Menu

#2052 immtools: SC/PL field in nodes.cfg is not used

future
unassigned
nobody
None
discussion
osaf
-
5.1.FC
minor
2016-11-01
2016-09-20
Ritu Raj
No

Environment details

OS : Suse 64bit
Changeset : 7997 ( 5.1.FC)

Summary

Controller able to join with invalid node_name

Steps followed & Observed behaviour

  1. Mistakenly configured controller node_name with PL-3 and the remaining configuration files are properly installed and updated apart from /etc/opensaf/node_name.
  2. Bringup OpenSAF, OpneSAF still able to comeup with misconfigured node_name

Opensaf status:
fos1:/opt/goahead/tetware/opensaffire/suites/avsv/api/suites # /etc/init.d/opensafd status
safSISU=safSu=PL-3\,safSg=NoRed\,safApp=OpenSAF,safSi=NoRed1,safApp=OpenSAF
saAmfSISUHAState=ACTIVE(1)

Expected

OpenSAF should come up with only SC-1 / SC-2, as immxml generated with :
./immxml-clustersize -s 2 -p 2
./immxml-configure

Related

Tickets: #2052

Discussion

  • Mathi Naickan

    Mathi Naickan - 2016-09-20
    • summary: Controller able to join with invalid node_name --> immtools: SC/PL field in nodes.cfg is not used
    • Type: defect --> discussion
     
  • Mathi Naickan

    Mathi Naickan - 2016-09-20

    Had a discussion with ritu and Tagging this ticket as a discussion topic and assigning to immtools.
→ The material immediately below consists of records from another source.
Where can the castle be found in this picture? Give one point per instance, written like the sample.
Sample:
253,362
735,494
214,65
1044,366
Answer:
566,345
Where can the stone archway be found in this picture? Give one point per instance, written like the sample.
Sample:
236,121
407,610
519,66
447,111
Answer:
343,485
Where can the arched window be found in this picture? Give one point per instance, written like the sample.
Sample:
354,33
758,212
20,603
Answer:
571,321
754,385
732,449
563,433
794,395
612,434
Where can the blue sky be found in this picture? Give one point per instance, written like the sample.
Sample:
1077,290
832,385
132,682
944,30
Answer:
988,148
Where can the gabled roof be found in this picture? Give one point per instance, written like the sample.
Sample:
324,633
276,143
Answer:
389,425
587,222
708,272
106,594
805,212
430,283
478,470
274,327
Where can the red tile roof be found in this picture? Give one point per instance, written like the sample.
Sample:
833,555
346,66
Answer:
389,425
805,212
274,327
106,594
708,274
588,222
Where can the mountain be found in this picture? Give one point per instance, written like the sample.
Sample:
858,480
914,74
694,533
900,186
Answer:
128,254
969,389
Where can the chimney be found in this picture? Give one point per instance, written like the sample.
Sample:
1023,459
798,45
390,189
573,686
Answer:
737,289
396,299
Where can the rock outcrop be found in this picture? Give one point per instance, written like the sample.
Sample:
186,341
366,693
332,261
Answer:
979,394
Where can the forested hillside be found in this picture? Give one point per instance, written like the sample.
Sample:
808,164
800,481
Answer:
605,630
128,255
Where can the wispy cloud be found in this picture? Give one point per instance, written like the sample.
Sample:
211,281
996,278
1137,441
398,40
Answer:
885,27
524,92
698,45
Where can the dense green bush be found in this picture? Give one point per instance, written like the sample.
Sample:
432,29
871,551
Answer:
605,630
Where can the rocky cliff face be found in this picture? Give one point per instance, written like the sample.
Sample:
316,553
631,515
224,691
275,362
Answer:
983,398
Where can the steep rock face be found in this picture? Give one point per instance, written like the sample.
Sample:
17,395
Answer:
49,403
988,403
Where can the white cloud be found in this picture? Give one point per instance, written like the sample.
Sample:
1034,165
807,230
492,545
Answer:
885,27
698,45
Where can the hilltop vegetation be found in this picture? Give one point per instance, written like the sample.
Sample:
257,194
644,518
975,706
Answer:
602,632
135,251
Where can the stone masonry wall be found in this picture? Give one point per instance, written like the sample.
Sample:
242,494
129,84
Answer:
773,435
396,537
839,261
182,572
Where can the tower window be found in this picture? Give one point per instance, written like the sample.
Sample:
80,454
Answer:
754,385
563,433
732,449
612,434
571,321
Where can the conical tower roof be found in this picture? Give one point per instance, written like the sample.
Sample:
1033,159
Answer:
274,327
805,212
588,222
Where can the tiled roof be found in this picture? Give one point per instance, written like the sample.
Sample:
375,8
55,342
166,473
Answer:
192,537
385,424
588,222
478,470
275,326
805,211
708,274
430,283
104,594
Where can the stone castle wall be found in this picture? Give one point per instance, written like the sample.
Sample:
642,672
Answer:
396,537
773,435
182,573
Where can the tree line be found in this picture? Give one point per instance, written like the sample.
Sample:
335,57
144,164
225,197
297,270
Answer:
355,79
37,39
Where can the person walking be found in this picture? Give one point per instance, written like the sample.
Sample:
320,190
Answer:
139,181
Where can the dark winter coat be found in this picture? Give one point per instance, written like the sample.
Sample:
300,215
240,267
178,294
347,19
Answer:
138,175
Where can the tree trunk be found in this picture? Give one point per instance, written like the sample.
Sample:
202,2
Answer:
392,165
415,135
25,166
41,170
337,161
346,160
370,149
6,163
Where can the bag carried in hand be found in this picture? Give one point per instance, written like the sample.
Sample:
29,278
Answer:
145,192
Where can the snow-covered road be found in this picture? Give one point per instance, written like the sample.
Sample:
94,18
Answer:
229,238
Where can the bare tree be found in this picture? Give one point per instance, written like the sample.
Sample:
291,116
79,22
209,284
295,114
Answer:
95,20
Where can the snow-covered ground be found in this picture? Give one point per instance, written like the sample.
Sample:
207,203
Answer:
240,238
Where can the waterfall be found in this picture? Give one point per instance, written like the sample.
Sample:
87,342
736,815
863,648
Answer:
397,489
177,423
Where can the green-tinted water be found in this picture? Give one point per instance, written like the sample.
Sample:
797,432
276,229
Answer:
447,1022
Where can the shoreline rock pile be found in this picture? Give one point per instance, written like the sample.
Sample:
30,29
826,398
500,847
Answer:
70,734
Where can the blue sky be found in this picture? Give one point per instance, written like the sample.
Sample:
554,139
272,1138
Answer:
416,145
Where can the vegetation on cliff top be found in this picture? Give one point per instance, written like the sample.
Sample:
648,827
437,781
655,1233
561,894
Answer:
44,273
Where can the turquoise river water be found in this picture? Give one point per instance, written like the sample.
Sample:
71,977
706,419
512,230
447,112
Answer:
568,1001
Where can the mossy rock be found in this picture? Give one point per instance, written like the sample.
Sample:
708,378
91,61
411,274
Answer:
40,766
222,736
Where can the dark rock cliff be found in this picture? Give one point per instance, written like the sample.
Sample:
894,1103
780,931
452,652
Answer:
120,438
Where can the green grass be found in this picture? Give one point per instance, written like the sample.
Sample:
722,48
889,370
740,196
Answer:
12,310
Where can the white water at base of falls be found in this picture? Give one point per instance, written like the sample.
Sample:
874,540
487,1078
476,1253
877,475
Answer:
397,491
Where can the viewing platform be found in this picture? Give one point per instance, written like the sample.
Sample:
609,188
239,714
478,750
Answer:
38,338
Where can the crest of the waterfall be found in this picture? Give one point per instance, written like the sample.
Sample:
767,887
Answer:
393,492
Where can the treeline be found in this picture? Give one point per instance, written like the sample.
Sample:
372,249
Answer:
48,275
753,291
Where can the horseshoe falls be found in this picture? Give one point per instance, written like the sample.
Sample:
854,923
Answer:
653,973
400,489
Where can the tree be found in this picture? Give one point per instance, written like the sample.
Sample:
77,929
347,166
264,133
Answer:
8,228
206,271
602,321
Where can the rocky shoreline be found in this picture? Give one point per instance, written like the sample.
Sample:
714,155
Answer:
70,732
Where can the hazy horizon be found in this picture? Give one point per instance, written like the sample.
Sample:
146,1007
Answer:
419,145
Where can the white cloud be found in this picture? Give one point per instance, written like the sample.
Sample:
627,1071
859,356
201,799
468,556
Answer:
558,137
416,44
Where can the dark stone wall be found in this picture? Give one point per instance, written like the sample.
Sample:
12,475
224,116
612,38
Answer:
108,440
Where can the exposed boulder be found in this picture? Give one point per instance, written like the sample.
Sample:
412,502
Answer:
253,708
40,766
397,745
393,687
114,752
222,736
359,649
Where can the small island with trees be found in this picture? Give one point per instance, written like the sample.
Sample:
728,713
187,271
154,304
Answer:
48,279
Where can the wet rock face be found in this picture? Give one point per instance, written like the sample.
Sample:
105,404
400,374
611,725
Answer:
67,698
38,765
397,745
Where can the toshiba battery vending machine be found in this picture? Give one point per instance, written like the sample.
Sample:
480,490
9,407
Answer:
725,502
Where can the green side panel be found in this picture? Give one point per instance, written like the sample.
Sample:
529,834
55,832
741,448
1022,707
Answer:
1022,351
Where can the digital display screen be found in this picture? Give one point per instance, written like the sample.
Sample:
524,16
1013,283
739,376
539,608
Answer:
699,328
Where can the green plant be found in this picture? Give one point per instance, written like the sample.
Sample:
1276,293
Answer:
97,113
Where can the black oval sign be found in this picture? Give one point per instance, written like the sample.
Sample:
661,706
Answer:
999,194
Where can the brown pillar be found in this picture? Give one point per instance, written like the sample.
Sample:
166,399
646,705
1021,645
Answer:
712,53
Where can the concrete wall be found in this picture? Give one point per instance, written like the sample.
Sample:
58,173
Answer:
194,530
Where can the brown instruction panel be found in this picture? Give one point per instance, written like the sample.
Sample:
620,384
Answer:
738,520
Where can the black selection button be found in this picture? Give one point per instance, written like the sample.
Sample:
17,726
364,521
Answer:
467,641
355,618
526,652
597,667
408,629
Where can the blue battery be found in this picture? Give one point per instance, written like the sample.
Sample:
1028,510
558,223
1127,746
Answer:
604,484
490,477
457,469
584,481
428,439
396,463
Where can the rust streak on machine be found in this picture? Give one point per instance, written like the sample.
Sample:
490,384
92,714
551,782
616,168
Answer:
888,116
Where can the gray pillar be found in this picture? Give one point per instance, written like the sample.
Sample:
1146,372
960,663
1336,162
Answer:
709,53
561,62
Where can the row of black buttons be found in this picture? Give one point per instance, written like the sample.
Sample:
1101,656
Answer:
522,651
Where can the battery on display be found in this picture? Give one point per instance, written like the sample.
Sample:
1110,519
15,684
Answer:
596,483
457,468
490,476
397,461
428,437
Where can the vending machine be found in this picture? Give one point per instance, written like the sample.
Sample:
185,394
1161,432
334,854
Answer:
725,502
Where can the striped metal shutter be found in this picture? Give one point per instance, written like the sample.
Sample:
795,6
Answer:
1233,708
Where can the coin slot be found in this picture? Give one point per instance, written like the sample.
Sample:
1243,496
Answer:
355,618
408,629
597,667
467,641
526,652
    The issue can be reproduced as below:
    Generate imm.xml for 4 nodes with names set to SC-1, SC-2, PL-3 ,PL-4 in the nodes.cfg

    SC SC-1 SC-1
    SC SC-2 SC-2
    PL PL-3 PL-3
    PL PL-4 PL-4

    Now, start the first node with node_name set to PL-4. OpenSAF comes up fine.

    Since the nodes.cfg is exposed to the end user, I guess Ritu is questioning the need for the first column in nodes.cfg i.e. 'differentiation based on 'SC' versus 'PL'.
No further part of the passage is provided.